When I received the cars, again it was obvious that these cars were not from the 40s. No age or soiling, so I guess they were kept in tightly sealed containers for all those years. And I don't think in the 40s that people were buying silicon sealer, acrylic clear sheet plastic, and Bachmann trucks and wheels. And worst of all, one car was a Bachmann that just had a bad home done paint job. I complained to the seller and told them why the claim of the 40s make was false and also told how the one car also wasn't hand made and as I wasn't interested in another Bachmann car, I wanted a refund on it. I had complained about their high shipping before paying for the auction so as part of settling my complaint, they refunded the money for the Bachnmann auction (ended at like $15) and also some shipping money. I was satisfied and as usual, I left no feedback.

A few days ago, I saw that again this company had a hand made car on ebay. again they were claiming it was made in the 40s. I decided to do an "ask a question" and ask why they still were trying to sell this car as made in the 40s. I was blocked from sending a question. I tried to make a bid and was blocked from bidding on their auction. So I figured that people should know that this company was putting false information on their auctions and I gave them a negative on every car auction and told it was for a false description. The seller sent me an email asking why I gave the negatives after they had refunded my money and I told them it was because they were selling lies in their auctions even after I explained why what they were claiming was false. Then later I received an email from them gloating that they got ebay to remove all of my negative feedbacks. And I checked and sure enough they did. They also claimed that the man selling the cars said they were made in the 40s and they knew he wouldn't lie, so perhaps I need to send them my vast collection of Rolex watches all of which belonged originally to Elvis.

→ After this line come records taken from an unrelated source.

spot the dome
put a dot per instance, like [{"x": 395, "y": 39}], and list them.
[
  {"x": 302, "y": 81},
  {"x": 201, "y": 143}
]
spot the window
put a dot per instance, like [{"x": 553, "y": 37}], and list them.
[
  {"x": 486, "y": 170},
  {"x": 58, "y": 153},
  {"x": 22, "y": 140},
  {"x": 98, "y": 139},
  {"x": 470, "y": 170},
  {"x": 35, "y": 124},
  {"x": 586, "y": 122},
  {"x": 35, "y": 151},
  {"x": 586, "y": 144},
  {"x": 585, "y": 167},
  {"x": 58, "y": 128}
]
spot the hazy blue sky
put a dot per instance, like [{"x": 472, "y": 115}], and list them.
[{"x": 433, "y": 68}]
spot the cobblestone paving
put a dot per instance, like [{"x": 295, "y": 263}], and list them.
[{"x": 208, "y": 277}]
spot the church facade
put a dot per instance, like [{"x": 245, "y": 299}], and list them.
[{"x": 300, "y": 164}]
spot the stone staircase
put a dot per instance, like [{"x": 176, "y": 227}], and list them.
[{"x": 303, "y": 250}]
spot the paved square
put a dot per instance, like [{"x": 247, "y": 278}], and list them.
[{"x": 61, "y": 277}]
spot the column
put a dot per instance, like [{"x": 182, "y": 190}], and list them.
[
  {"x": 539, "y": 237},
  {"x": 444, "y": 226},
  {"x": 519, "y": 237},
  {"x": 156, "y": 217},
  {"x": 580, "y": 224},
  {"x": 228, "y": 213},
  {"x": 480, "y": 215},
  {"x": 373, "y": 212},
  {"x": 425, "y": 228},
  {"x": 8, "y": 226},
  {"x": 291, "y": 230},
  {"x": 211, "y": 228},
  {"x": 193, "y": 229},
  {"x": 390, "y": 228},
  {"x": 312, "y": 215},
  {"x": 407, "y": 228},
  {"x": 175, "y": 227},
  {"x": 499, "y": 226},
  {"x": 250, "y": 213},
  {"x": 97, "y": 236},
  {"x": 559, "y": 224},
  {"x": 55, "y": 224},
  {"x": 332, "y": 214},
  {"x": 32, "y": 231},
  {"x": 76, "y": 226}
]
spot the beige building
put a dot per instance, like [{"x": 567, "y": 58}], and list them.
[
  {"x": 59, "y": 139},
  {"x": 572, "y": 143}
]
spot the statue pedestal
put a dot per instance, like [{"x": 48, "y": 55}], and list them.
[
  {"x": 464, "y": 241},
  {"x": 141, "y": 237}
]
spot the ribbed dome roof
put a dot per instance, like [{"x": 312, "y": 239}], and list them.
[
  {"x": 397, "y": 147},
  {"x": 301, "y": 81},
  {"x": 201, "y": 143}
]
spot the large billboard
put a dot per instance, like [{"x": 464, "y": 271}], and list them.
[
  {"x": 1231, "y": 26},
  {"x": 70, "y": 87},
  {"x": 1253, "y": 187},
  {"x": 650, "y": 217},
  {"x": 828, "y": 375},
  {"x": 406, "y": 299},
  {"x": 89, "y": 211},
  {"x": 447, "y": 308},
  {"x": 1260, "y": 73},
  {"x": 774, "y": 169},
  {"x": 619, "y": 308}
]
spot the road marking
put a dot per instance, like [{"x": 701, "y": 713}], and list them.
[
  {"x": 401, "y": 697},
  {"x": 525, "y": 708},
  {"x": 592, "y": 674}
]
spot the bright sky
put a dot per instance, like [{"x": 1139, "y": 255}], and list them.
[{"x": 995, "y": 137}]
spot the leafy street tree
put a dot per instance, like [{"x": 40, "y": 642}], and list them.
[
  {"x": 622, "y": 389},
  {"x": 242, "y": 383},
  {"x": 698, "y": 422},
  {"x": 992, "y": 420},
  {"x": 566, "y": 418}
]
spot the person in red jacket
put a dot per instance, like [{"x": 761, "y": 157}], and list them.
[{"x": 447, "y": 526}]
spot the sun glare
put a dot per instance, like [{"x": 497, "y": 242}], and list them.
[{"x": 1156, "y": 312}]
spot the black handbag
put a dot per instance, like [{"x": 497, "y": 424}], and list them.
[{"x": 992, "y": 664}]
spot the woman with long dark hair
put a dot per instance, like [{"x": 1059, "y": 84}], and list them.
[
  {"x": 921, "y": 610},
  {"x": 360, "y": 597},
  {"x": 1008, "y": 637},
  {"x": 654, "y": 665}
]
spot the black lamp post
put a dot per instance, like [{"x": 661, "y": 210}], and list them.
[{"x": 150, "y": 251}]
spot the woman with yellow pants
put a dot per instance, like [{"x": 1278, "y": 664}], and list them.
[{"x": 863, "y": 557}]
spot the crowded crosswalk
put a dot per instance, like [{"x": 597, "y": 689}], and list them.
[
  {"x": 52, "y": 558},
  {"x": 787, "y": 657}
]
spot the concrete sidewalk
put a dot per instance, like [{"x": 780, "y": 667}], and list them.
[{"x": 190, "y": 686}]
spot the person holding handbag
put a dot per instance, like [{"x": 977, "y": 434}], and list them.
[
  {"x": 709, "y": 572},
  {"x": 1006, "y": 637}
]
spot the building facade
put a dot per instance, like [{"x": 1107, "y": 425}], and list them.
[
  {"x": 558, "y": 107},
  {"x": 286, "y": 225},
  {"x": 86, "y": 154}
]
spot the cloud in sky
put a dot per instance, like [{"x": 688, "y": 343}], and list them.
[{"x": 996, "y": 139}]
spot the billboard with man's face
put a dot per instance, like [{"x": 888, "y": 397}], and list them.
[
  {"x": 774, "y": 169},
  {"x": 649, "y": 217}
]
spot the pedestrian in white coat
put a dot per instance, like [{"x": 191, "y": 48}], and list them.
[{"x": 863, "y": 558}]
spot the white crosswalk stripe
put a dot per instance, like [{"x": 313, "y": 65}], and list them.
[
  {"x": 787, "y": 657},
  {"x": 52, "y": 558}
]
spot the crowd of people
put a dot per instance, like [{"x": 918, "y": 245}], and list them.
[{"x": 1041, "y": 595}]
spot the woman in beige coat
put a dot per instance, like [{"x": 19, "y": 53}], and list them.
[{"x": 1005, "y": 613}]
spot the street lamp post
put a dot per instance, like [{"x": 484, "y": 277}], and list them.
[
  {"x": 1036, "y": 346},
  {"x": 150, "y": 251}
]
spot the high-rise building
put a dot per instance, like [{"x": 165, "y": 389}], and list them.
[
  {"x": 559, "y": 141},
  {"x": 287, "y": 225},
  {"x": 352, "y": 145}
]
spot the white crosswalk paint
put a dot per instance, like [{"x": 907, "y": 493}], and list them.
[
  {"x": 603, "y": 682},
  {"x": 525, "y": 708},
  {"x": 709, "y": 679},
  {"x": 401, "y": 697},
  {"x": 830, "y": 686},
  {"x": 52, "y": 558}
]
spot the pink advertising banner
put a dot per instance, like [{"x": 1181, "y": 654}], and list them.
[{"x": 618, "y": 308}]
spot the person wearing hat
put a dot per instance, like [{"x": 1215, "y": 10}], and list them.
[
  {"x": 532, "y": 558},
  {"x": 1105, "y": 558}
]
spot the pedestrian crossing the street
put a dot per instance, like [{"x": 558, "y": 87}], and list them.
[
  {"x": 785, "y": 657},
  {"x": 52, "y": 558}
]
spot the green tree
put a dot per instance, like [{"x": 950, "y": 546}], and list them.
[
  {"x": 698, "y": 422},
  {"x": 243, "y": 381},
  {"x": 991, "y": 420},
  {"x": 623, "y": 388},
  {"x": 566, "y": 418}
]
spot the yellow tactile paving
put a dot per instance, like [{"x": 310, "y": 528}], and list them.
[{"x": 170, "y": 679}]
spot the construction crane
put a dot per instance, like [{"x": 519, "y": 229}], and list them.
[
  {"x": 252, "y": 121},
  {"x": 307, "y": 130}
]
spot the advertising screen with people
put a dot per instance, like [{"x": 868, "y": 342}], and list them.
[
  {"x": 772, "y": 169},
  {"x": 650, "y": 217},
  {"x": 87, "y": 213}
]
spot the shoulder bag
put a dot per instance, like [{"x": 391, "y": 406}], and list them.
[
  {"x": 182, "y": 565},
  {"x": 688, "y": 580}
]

I called ebay customer service to complain about the removal of the negative feedbacks. The woman refused to put them back and gave me some story that she would note a complaint about the seller and if ebay received enough complaints about them, they could receive a reprimand from ebay. Now that sure helps buyers tell about the integrity of the sellers. 

Ebay claims they do not specially protect the sellers. It has been my experience buying stuff on ebay for over 14 years that it is a big gamble and ebay does tend to take care of those that pay the fees and provide the goods to sell, their sellers. So seeing a 100% positive feedback may only mean that the seller is considered important enough to ebay that they will delete negatives for them and keep their outstanding reputation and sales rolling along.

Doug


----------



## Ralph Berg (Jun 2, 2009)

eBay removed the negative feedback from these items because you were leaving feedback for another item, for which you were refunded. 
Had you left negative feedback on just the one item that was refunded, explaining that the item was not as described, the purchase was refunded and they relisted the item with the same bad description..............your negative feedback would probably not have been removed by eBay. 
The way eBay looks at it, 10 negative feedbacks for one sale for which you were unhappy, is not fair to the seller. 
Ralph


----------



## Michael Glavin (Jan 2, 2009)

Is it plausible the cars from the 40's was a intended to be a description of the era modeled verse the manufacture date?
Michael


----------



## Scottychaos (Jan 2, 2008)

It sounds like you already knew they weren't hand-made or from the 1940's before you bought them.. 
So why were you surprised they weren't hand-made or from the 1940's after you got them? 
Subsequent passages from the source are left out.